Certains y verront un pensum indigeste à l'endroit même où d'autres découvriront une source d'inspiration inouïe offrant une vision allégorique et intemporelle du monde, d'autres encore y rencontreront un récit grinçant, caustique, ironisant sur la déliquescence de l'humanité et en particulier de la vieille Europe sur le point de s'embraser dans l'apocalypse de la première guerre mondiale toute proche.
Ce livre est peut-être un puits, à la profondeur insoupçonnée, d'aucuns diront un puits sans fond...
J'ai l'impression d'avoir tour à tour visité toute cette panoplie de sensations. Je l'ai vécue comme une expérience riche et insolite, non dépourvue d'appréhension et d'écueil, qui comptera dans mon parcours de lecteur.
Le roman est lui-même une montagne, le côté magique est peut-être d'en revenir non pas en bobsleigh, comme ceux qui ramènent les morts vers le plat pays d'en bas, mais bien vivant, heureux d'avoir accompli cette ascension vertigineuse.
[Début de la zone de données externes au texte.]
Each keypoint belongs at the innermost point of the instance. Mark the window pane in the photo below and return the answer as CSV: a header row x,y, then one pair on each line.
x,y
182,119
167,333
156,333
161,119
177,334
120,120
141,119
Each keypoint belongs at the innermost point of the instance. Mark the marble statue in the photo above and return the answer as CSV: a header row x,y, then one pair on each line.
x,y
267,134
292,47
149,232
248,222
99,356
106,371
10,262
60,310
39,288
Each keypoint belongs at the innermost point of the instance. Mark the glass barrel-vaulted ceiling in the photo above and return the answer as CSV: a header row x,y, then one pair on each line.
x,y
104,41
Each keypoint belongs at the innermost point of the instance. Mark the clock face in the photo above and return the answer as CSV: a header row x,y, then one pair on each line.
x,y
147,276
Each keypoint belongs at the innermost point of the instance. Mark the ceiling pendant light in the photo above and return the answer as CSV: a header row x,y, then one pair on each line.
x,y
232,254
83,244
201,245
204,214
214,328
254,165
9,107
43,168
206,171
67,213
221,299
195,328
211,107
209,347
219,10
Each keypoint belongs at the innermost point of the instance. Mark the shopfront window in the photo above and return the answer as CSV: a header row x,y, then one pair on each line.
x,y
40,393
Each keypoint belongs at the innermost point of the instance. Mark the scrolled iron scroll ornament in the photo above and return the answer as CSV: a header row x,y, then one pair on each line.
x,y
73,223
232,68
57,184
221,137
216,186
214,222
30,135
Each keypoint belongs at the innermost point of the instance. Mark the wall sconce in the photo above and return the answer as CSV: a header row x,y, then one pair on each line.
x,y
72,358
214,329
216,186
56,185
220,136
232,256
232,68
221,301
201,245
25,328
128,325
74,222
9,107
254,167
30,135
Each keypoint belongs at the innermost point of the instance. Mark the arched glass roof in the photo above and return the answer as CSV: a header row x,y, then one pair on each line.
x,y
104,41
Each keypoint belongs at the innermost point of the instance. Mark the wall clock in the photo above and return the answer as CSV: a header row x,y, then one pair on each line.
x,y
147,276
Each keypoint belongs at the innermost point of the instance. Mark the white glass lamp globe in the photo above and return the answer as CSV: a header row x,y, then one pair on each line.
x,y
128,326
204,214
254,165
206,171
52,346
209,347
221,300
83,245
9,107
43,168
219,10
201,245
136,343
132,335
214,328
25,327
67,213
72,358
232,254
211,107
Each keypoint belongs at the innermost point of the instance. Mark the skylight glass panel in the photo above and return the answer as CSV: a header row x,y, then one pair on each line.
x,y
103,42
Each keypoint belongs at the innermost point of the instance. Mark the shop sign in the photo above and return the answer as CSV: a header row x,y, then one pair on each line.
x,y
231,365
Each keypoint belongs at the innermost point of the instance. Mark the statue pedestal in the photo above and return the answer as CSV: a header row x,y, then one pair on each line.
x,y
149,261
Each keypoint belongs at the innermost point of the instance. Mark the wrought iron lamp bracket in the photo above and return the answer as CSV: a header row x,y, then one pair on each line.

C'est ma seconde incursion dans ce livre. Lorsque mon amie Anna (@AnnaCan) m'a proposé de l'accompagner dans cette lecture, nous avons privilégié la magnifique traduction de Claire de Oliveira, résultat de cinq ans de travail qui rend le récit beaucoup plus fluide que l'unique traduction initiale, celle d'un certain
Maurice Betz qui, reconnaissons-le, avait délivré dans la précipitation un texte bien rêche et qui ne délivrait pas toutes les subtilités ironiques que recèle le roman de
Thomas Mann.
Le ressort narratif de
la Montagne magique est pourtant simple. Hans Castorp, jeune homme de vingt-trois ans tout juste promu ingénieur décide, avant de rejoindre l'industrie navale, d'aller rendre visite à son cousin Joaquim Ziemssen, au sanatorium de Berghof à Davos. Ce dernier y est en cure, alors qu'il s'apprêtait à s'élancer dans une brillante carrière militaire. Hans Castorp se doutait-il que ce séjour de trois semaines allaient durer sept ans ?
C'est un séjour apparemment anodin qui va bouleverser le cours de sa vie. À la faveur d'un gros rhume et d'une tache humide peut-être ancienne décelée à la radiographie, le départ de Hans Castorp du sanatorium est retardé, c'est le prétexte rêvé pour prolonger son séjour qui va se transformer à son tour en une longue convalescence ; c'est l'épreuve du temps, immobile, qui va s'égrener, là-haut dans la longue répétition des jours et que nous allons suivre. Hans Castorp va se laisser envoûter par cette atmosphère confinée, une forme de réclusion qui finit par devenir désirée, lieu clos avec ses propres règles, ses rituels, tel un lieu monacal.
La Montagne magique peut être lu comme le roman de l'enfermement. Ce n'est pas sans me rappeler des récits de SF ou bien certains lieux de la mythologie grecque ou même tibétaine avec des réalités parallèles ou des royaumes invisibles, lorsque le temps n'est plus le même. C'est une zone frontière entre la vie et la mort, qui offre peu à peu une place clandestine à l'amour et l'éveil des sens... J'adore ces univers incertains...
Alors, la maladie devient comme un droit de séjour pour demeurer dans ce lieu d'envoûtement.
Vous voyez, quand je vous disais que
La Montagne magique comporte plusieurs portes à ouvrir...
Peut-on qualifier
La Montagne magique de roman d'apprentissage, celui de la transformation intérieure d'un anti-héros, Hans Castorp, jeune homme simple et encore un peu naïf et que quelques intellectuels bien intentionnés et qui vont devenir des sortes de précepteurs pour lui vont s'évertuer à déniaiser ? Hans Castorp est une sorte de page vierge au moment où l'on fait sa connaissance.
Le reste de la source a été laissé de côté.